Enjoy! (this version had a little difficulty staying together - so if you have recommendations for how to improve that, feel free to share. Also, typically I *always* add mustard or mustard powder to my meatloaves, but somehow forgot this go around. Feel free to experiment.)

Other tips and tricks: More veggies will make the meatloaf go further if you're on a budget. Also, you can use more turkey which is less expensive. For nearly the same rich flavor you can go as far as a 2:1 ratio. Also, save the gravy if you're making noodles or rice and serve it on the side. Saute extra vegetables for the side too. (Using chicken or vegetable broth and sherry keeps the extra fat away from that step of the dish.)

Wondering how the ingredients I used relate to marriage?
Two kinds of meat, for the blending into one family.
Honey, traditional on shabbat throughout the first year of marriage to set up a future filled with sweetness.
Teriyaki for all the future Christmases that will be filled with Chinese food.
Eggs, as a symbol of fertility, the life cycle and wholeness.
Spices are, indeed, emblematic of the spice of life, and the flavorful life that the couple will have.
Also, I shaped the extra veggies into the shape of a heart a top the meatloaf.

Wednesday, November 16, 2011

Best Brisket

This recipe is inspired by my childhood best friend's mom. I've turned into my own special recipe, but her slow cooking technique is what I recommend!

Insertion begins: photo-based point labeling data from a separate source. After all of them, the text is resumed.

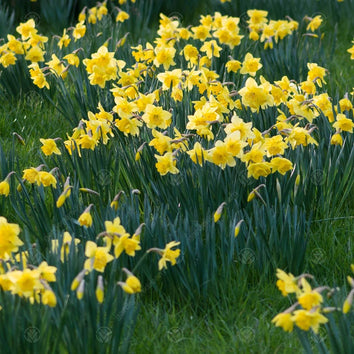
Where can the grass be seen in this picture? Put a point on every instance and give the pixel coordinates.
(237, 317)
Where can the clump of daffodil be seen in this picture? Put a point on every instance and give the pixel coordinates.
(5, 186)
(167, 254)
(132, 284)
(308, 311)
(85, 219)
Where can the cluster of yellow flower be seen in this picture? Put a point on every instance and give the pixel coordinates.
(307, 313)
(31, 282)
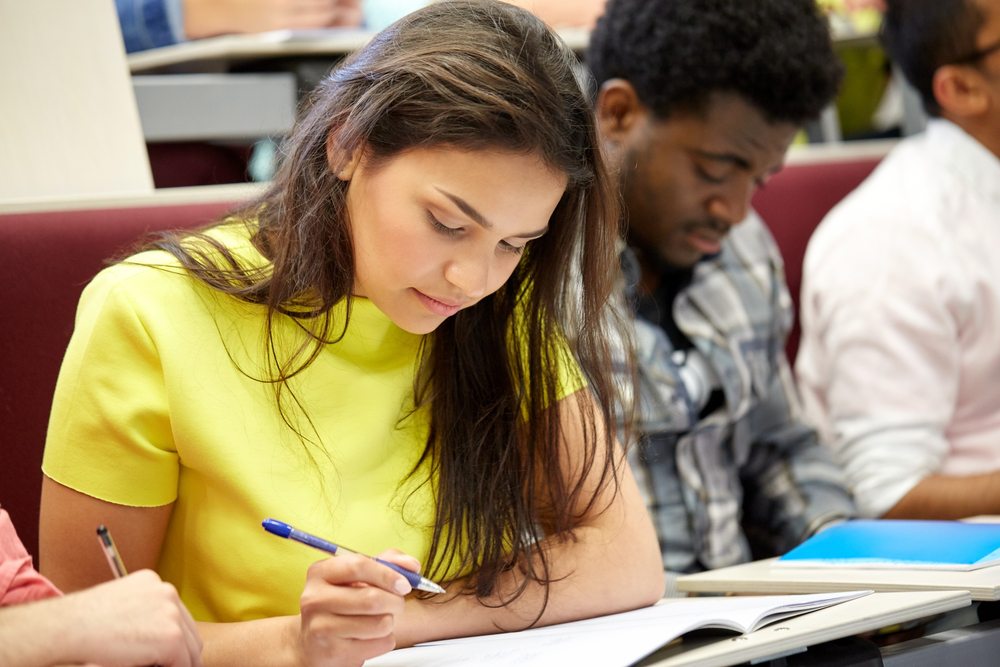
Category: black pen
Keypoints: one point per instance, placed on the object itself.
(111, 552)
(282, 529)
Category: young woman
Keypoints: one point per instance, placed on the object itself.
(377, 352)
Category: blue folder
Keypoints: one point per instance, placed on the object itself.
(954, 545)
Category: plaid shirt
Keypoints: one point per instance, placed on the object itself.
(749, 479)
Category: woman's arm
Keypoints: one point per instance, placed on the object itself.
(349, 606)
(611, 563)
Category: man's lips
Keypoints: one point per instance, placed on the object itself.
(706, 240)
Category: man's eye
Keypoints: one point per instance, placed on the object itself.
(709, 177)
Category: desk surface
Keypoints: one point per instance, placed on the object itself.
(793, 635)
(279, 44)
(762, 577)
(324, 42)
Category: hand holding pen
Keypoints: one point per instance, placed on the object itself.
(282, 529)
(137, 619)
(341, 621)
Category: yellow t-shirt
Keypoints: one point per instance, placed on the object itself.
(159, 401)
(156, 403)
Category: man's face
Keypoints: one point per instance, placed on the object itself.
(688, 179)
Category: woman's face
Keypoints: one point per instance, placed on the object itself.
(436, 230)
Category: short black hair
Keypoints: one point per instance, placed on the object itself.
(922, 35)
(776, 54)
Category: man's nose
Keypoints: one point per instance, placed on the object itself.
(732, 204)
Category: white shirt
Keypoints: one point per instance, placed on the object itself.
(899, 363)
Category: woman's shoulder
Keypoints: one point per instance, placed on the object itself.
(153, 275)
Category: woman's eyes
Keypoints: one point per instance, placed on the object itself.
(456, 231)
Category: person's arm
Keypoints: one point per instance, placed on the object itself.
(610, 563)
(793, 487)
(880, 363)
(949, 497)
(148, 24)
(137, 620)
(349, 605)
(564, 13)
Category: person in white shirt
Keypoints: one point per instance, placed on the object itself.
(899, 364)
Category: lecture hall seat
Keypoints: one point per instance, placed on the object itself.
(46, 259)
(794, 202)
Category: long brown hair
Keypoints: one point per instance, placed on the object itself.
(468, 75)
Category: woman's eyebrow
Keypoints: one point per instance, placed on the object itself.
(480, 219)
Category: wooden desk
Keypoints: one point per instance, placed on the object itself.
(761, 577)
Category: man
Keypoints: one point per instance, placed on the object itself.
(900, 360)
(698, 102)
(135, 620)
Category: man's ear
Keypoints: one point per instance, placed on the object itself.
(960, 91)
(618, 109)
(344, 169)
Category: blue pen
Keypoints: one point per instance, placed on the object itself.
(282, 529)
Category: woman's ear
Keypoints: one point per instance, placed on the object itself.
(344, 169)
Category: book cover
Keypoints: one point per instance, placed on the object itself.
(900, 543)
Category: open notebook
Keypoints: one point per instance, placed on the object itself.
(616, 639)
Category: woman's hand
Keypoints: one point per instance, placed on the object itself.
(349, 608)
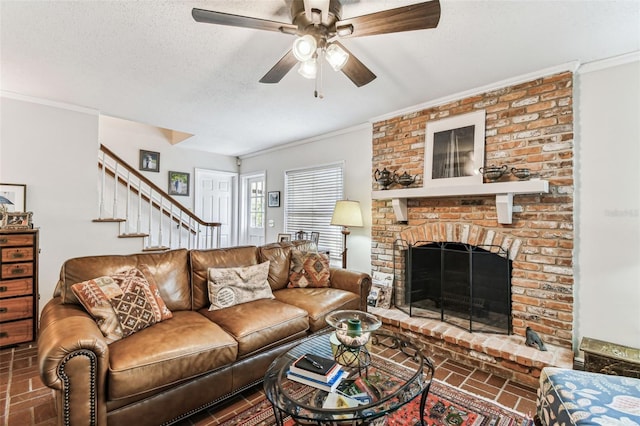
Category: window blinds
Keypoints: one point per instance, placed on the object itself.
(310, 197)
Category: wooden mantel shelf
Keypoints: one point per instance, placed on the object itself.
(503, 191)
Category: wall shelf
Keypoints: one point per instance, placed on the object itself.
(504, 192)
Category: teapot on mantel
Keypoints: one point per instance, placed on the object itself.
(384, 177)
(405, 179)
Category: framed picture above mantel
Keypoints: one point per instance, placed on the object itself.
(454, 150)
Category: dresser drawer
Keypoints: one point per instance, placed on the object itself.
(16, 308)
(8, 240)
(17, 254)
(16, 270)
(16, 332)
(18, 287)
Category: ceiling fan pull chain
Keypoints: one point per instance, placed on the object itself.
(318, 92)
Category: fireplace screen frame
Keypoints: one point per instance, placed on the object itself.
(491, 313)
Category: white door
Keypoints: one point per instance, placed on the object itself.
(215, 201)
(252, 209)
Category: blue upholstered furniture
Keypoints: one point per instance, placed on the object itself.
(573, 397)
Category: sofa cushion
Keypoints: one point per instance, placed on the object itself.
(232, 286)
(202, 260)
(180, 348)
(318, 302)
(259, 324)
(308, 269)
(122, 303)
(169, 269)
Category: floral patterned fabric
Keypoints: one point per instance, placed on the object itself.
(571, 397)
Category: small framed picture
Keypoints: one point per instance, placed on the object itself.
(273, 199)
(17, 220)
(178, 183)
(149, 161)
(16, 194)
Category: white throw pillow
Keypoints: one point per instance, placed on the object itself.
(232, 286)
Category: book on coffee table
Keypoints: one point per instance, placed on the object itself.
(328, 386)
(315, 367)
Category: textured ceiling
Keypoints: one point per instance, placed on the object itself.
(149, 61)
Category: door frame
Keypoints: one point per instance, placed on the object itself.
(197, 200)
(243, 204)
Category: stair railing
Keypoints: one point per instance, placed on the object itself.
(144, 210)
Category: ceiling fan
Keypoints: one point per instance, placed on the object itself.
(318, 25)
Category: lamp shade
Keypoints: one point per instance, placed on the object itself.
(347, 213)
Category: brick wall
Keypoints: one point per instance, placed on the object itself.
(527, 125)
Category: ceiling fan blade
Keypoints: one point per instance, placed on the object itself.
(280, 69)
(356, 70)
(220, 18)
(419, 16)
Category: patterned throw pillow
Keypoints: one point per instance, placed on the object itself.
(122, 303)
(232, 286)
(308, 269)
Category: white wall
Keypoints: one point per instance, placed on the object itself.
(127, 138)
(53, 149)
(607, 175)
(352, 146)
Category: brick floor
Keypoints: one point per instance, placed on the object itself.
(27, 402)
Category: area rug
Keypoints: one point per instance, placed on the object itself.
(445, 406)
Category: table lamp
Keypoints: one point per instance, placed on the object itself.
(346, 213)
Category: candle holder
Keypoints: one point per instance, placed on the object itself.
(353, 330)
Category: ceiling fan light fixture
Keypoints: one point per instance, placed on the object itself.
(344, 30)
(336, 56)
(308, 69)
(304, 47)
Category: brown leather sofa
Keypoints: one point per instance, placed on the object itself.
(191, 361)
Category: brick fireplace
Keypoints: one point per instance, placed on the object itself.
(530, 125)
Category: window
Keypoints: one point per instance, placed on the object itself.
(256, 204)
(310, 197)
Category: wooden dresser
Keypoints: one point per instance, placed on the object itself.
(18, 286)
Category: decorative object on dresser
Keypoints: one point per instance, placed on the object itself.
(346, 213)
(16, 193)
(18, 286)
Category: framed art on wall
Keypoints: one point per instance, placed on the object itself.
(149, 161)
(273, 198)
(454, 150)
(17, 194)
(178, 183)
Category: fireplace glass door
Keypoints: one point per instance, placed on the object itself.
(468, 286)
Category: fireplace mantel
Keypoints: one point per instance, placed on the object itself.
(504, 192)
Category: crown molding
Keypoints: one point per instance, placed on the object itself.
(363, 126)
(609, 62)
(568, 66)
(47, 102)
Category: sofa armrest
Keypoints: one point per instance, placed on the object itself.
(73, 358)
(355, 282)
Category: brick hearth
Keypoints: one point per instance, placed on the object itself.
(504, 356)
(530, 125)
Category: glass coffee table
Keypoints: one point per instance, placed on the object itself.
(396, 374)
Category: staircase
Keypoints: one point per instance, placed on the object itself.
(143, 210)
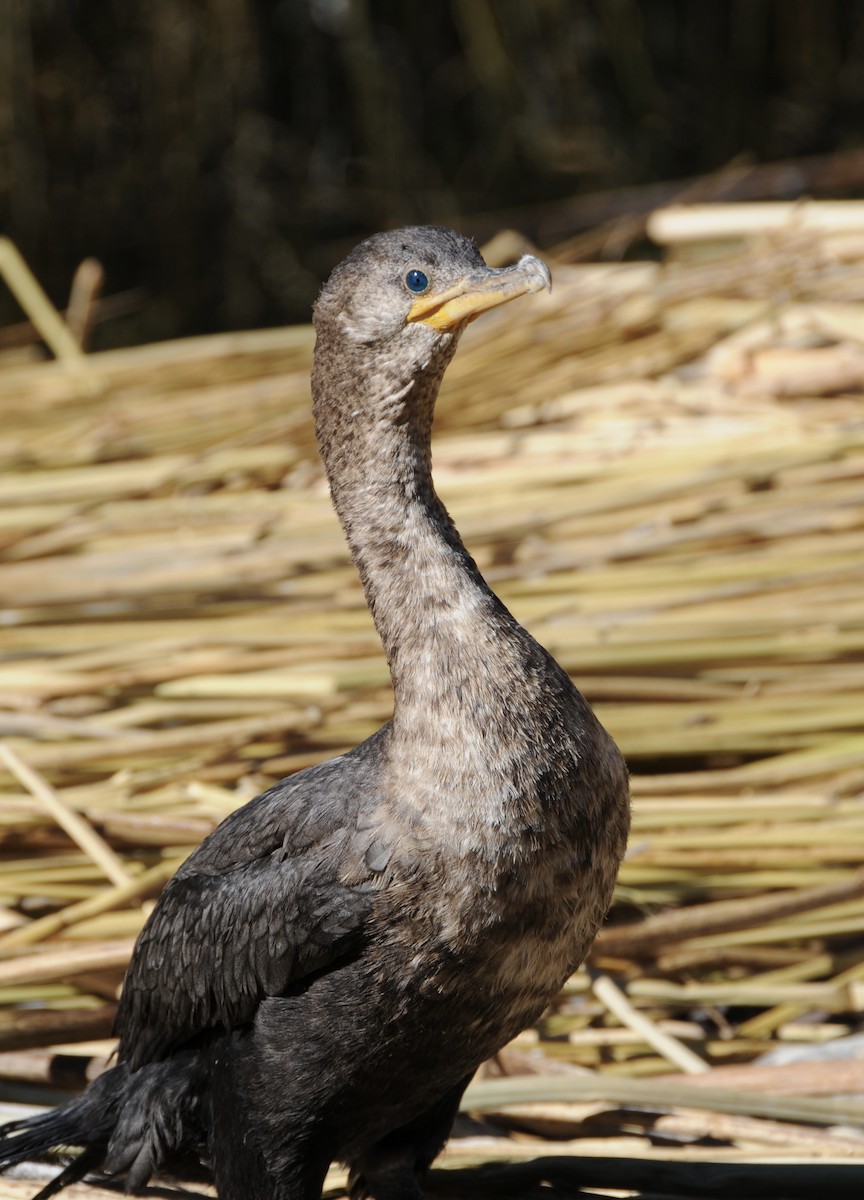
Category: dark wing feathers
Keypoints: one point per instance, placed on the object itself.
(255, 909)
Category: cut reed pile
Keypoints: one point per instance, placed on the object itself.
(660, 467)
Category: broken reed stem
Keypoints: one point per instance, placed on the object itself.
(29, 294)
(52, 965)
(615, 1000)
(642, 940)
(76, 826)
(142, 886)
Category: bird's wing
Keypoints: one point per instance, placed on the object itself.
(261, 904)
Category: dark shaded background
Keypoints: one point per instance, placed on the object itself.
(220, 155)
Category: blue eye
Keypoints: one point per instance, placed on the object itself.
(417, 281)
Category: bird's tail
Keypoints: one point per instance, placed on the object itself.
(126, 1123)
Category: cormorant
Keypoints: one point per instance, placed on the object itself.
(323, 976)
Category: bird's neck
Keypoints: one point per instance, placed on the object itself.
(441, 625)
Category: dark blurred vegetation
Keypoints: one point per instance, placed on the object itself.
(221, 154)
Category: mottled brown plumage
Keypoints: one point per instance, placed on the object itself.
(325, 972)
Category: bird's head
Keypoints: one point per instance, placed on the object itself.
(388, 323)
(411, 292)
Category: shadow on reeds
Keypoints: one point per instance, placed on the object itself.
(558, 1177)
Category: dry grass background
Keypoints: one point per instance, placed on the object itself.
(660, 468)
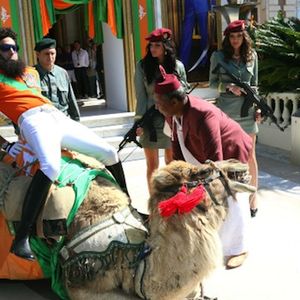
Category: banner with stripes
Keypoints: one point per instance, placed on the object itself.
(9, 13)
(143, 24)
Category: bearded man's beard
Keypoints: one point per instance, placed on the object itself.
(12, 68)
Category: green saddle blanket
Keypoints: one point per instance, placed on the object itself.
(74, 173)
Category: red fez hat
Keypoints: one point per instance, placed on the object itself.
(167, 84)
(159, 34)
(235, 26)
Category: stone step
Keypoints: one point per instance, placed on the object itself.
(108, 120)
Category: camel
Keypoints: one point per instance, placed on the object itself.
(109, 254)
(179, 251)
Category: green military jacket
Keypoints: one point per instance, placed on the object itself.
(226, 101)
(56, 86)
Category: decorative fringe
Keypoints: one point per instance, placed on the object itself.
(183, 202)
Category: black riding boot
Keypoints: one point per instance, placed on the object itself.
(117, 171)
(33, 202)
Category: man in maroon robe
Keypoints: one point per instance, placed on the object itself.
(199, 129)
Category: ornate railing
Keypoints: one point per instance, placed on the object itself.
(284, 106)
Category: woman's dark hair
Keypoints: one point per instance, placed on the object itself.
(7, 32)
(150, 64)
(246, 51)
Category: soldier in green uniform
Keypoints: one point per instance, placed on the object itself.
(240, 59)
(55, 81)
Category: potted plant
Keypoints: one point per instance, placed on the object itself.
(277, 43)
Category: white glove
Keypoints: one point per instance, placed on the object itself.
(13, 149)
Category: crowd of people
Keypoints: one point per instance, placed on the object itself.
(41, 103)
(84, 67)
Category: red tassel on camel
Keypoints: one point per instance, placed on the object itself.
(183, 202)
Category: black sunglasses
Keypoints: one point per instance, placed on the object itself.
(7, 47)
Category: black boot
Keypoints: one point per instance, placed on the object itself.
(33, 202)
(117, 171)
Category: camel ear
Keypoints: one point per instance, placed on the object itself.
(241, 187)
(161, 179)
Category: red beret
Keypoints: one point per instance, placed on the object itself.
(235, 26)
(167, 84)
(159, 34)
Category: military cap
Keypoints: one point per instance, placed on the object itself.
(235, 26)
(168, 83)
(44, 44)
(159, 34)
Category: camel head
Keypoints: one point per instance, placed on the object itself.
(179, 178)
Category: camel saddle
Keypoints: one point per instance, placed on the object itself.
(52, 221)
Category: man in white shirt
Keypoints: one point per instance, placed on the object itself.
(80, 59)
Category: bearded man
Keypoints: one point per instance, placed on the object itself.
(46, 130)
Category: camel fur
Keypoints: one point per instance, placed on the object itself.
(185, 248)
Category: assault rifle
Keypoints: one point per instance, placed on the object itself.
(144, 121)
(250, 97)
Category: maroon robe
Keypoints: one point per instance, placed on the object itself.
(210, 134)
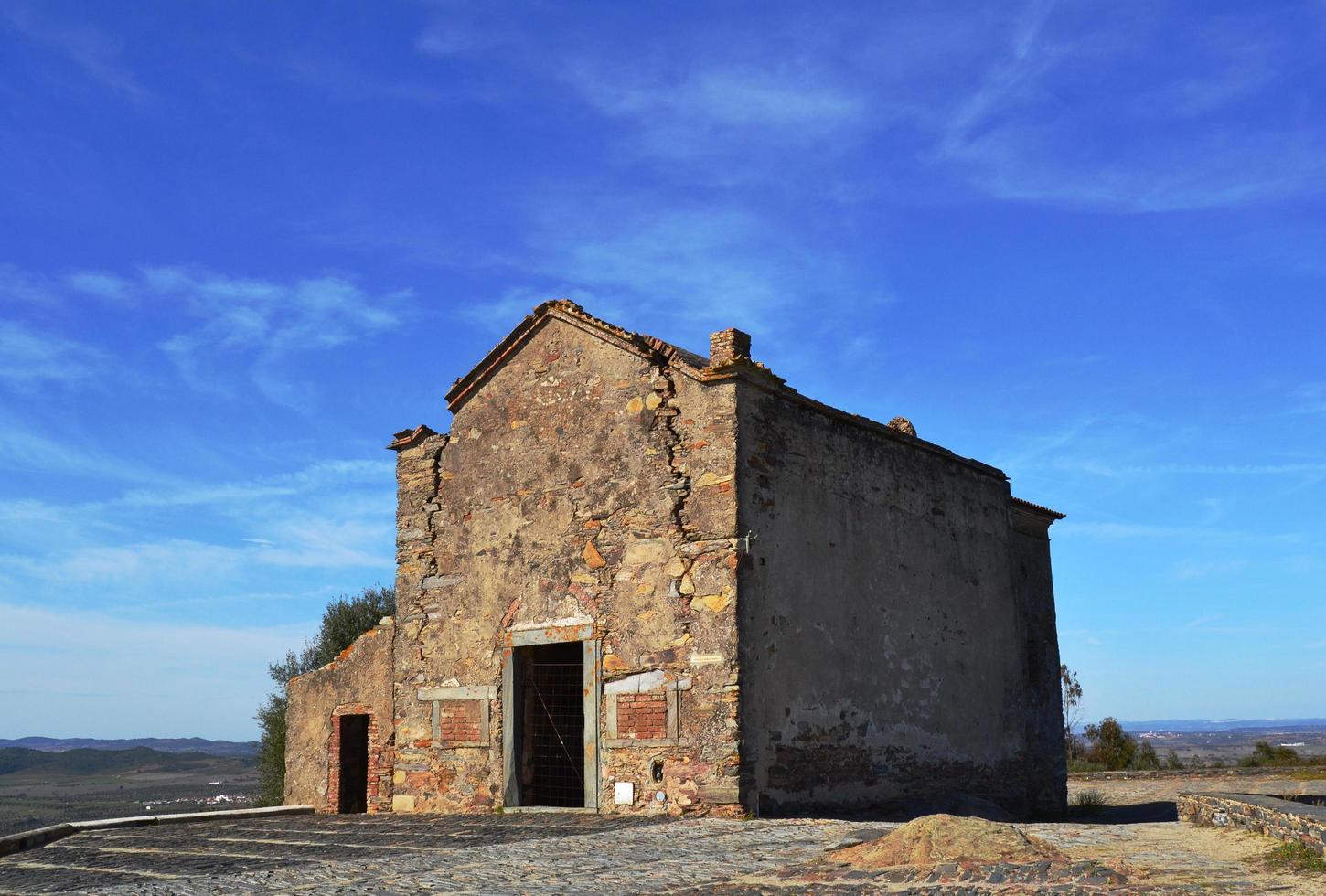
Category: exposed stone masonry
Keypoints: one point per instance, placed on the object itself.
(780, 599)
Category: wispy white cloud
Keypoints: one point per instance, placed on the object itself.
(1061, 120)
(111, 675)
(27, 448)
(1202, 621)
(29, 357)
(176, 541)
(97, 55)
(1107, 468)
(19, 286)
(102, 285)
(694, 265)
(262, 324)
(1191, 571)
(1151, 532)
(1309, 398)
(698, 112)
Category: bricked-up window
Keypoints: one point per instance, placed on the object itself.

Either Preheat oven to 350 degrees and lower to 300 after 2 hours for an additional hour
or 250 if you plan to slow cook for 6-8 hours.

2.5 lbs Brisket, 2nd cut
1/4 c. sugar (brown, turbinado or in the raw)
1/3 c. onion soup mix or if you need low sodium, onion powder
1/2 c. garlic powder
2/3 c. sherry (tio pepe makes a kosher blend every passover and it's usually available year round)
1/3 c. water or broth
Veggetables to add: Root vegetables, celery, carrots, potatoes, parsnips, mushrooms (whatever is on hand)
Optional dry ingredients: Paprika, zatar, mustard powder, rosemary or emeril's spice blend. Clove of garlic - place slices into little slits you cut in the meat

If using fresh garlic, insert first. Then mix dry ingredients and use as a dry rub on both sides of meat. Chop vegetables into big pieces, celery, parsnips and carrots on the bias. Toss into bottom of pan. Add meat and liquid. Cover with aluminum foil and place in oven. See above for temperature and cooking time options. Turn over half way through cooking. (If you want to nestle the meat directly into the liquid, you won't regret it.) You may want to add more liquid half way through, or take off the aluminum foil to let the gravy thicken depending on how your oven does and how much liquid the meat gives off.